Well, this discussion and the challenge of how to combat it, of course. That one, however, is something I am still working out.
* I feel like I should mention here that the majority opinion in the SCOTUS case Obergefell v. Hodges — you know, the one that struck down DOMA and made marriage equality the law of the land — never once mentions bisexuals, speaking instead of “gay and lesbian Americans.” The Equality Act — an as yet unpassed non-discrimination act — does mention bisexuals, though, at one point defining sexual orientation as “homosexuality, heterosexuality, or bisexuality” (which, yes, does erase asexuals, who also frequently get forgotten and invalidated).
** I don’t want to completely derail this essay with an entire discussion of SO-OCD, so the Cliff Notes version of what I’m talking about is this: when a monosexual person (be they straight, gay, or lesbian) gets SO-OCD, it comes in the form of a fear of a gained or swapped attraction — i.e. a straight man being terrified that he is secretly gay or bi. A core way of addressing this is by exposing the patient to stimuli representing the feared identity — in this example, making straight men do gay stuff until they realize that no, they’re not actually gay (I’m oversimplifying but that’s the gist).
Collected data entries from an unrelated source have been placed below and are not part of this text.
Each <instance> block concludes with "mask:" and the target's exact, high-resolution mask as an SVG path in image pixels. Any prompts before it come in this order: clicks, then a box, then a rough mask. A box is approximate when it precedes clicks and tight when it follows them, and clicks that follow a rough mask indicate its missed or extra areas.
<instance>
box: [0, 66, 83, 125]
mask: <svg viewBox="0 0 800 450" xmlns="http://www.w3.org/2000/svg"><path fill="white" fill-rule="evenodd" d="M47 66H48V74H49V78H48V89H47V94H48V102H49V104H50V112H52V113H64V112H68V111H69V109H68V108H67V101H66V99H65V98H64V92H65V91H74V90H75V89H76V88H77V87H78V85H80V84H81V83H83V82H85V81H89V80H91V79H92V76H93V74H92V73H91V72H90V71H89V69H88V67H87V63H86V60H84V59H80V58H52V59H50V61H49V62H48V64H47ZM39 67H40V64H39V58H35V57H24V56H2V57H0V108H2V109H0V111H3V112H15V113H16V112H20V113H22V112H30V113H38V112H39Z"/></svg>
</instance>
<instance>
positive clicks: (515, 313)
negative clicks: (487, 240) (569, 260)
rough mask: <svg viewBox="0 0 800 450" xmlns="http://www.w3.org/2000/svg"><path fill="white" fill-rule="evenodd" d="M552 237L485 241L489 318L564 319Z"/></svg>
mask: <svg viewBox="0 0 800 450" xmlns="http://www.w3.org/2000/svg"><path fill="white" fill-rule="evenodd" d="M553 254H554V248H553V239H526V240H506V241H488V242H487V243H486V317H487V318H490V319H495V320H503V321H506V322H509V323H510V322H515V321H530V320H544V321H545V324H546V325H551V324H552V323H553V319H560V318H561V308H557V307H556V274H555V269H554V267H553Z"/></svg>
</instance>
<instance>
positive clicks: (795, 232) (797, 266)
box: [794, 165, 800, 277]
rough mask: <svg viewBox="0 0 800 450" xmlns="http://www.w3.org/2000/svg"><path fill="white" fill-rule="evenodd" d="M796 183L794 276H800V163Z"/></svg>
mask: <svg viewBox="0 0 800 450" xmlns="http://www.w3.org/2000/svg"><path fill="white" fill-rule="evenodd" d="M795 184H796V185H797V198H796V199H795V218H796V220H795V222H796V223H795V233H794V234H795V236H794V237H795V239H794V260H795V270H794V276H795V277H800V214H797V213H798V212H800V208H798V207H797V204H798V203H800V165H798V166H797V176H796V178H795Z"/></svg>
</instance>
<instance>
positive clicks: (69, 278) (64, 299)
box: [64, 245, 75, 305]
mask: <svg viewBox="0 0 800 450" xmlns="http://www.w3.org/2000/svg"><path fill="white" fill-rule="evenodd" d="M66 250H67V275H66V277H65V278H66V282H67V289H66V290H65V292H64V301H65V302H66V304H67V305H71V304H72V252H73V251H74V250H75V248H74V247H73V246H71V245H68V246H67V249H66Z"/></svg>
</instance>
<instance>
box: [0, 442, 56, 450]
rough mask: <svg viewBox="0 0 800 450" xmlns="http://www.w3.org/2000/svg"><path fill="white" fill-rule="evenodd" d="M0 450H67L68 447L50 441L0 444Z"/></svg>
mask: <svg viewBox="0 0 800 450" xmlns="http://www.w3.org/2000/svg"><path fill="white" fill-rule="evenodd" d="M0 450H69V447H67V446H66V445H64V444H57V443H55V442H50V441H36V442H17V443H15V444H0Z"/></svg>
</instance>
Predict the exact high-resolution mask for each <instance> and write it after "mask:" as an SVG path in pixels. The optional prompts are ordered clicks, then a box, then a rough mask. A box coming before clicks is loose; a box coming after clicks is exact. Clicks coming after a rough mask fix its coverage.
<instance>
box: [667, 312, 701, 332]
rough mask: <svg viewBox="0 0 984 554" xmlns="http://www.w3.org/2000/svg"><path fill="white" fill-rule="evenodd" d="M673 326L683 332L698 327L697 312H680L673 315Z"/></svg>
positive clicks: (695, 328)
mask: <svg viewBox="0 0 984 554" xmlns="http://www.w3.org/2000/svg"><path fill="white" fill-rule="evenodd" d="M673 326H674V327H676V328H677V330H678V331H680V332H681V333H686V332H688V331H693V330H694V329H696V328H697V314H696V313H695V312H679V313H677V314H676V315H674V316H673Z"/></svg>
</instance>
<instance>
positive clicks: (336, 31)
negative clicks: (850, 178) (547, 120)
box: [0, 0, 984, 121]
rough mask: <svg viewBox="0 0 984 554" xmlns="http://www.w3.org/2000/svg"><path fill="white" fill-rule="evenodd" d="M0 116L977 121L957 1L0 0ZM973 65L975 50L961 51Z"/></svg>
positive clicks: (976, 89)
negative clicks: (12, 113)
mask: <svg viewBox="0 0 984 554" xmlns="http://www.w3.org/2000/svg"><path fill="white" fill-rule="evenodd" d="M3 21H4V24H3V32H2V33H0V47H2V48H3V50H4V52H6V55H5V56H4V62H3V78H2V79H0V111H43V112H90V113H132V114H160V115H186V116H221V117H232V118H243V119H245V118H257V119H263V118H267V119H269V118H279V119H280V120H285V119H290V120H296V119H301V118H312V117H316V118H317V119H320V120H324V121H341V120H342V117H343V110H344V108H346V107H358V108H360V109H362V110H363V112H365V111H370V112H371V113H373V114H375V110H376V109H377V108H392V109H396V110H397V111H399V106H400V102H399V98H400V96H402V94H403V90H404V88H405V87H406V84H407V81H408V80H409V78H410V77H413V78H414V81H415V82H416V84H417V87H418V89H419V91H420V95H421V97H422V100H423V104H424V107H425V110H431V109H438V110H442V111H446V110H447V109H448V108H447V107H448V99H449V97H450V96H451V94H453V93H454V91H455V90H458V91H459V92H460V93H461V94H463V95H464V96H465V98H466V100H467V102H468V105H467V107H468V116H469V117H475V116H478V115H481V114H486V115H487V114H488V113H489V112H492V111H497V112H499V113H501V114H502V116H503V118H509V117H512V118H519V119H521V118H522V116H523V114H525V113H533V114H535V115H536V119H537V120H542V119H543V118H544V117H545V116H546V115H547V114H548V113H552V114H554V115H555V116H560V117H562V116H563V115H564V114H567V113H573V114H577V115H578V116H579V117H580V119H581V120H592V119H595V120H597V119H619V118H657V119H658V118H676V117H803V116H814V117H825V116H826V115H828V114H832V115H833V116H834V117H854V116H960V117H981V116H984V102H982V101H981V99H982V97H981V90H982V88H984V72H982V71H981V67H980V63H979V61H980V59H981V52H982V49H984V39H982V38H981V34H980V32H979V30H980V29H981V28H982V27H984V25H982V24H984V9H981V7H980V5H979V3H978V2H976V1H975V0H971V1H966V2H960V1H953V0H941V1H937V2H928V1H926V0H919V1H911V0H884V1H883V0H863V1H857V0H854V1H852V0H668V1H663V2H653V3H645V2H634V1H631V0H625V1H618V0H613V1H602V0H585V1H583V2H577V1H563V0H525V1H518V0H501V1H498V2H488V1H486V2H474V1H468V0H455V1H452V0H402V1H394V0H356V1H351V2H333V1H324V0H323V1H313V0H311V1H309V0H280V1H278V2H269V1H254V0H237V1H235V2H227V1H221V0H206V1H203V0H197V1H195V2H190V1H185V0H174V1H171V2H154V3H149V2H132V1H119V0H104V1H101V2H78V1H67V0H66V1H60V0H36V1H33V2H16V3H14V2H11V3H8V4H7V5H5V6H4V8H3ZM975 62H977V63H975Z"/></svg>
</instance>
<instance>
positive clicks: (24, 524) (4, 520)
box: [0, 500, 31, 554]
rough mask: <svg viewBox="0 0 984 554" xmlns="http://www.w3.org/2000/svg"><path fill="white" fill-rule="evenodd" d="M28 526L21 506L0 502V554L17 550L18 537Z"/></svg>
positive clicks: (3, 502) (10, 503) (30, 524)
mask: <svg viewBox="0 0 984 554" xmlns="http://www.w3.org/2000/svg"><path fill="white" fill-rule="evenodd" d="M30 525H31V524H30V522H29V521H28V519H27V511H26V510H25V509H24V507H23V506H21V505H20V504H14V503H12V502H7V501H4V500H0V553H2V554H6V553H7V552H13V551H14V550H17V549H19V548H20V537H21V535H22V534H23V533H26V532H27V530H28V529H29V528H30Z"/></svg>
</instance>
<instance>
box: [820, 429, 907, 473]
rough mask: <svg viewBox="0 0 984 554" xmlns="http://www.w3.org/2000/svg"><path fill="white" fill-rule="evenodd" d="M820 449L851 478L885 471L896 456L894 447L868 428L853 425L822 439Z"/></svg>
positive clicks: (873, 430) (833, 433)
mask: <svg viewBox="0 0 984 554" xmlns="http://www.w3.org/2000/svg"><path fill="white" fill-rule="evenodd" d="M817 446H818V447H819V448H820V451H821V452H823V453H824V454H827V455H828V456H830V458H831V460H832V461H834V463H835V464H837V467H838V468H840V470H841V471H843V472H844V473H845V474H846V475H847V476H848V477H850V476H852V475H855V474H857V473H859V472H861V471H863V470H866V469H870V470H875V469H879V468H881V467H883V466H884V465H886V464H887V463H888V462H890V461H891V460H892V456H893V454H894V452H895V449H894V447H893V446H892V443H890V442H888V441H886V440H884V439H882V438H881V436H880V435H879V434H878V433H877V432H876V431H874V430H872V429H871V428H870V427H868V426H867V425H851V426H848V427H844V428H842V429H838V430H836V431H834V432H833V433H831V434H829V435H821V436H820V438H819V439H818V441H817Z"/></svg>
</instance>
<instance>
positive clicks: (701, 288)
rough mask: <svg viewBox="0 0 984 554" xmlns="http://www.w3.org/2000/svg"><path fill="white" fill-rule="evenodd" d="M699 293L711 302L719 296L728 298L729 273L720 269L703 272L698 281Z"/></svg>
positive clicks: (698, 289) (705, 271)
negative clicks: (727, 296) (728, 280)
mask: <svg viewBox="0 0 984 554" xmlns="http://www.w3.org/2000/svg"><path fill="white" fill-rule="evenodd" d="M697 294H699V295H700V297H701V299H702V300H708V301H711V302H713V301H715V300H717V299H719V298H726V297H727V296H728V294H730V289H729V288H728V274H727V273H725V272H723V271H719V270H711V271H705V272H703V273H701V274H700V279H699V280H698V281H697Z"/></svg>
But with bisexuals, the fear isn’t going to be a gained attraction, but instead a fear of a lost attraction. I, for instance, was terrified that I was actually straight. But exposing me to heterosexual content wasn’t going to cure me of that fear; I was surrounded by heterosexual content all the time (that’s why I was worried I was straight). The core fear that needed to be addressed was my sense that I was fraudulent; not every therapist (even OCD specialists!) understands that — and again, that’s assuming they even correctly identify SO-OCD in their bisexual patients. (The screening question I was asked was, “Do you have homosexual thoughts?” which… I mean, yeah. Yes I have homosexual thoughts.)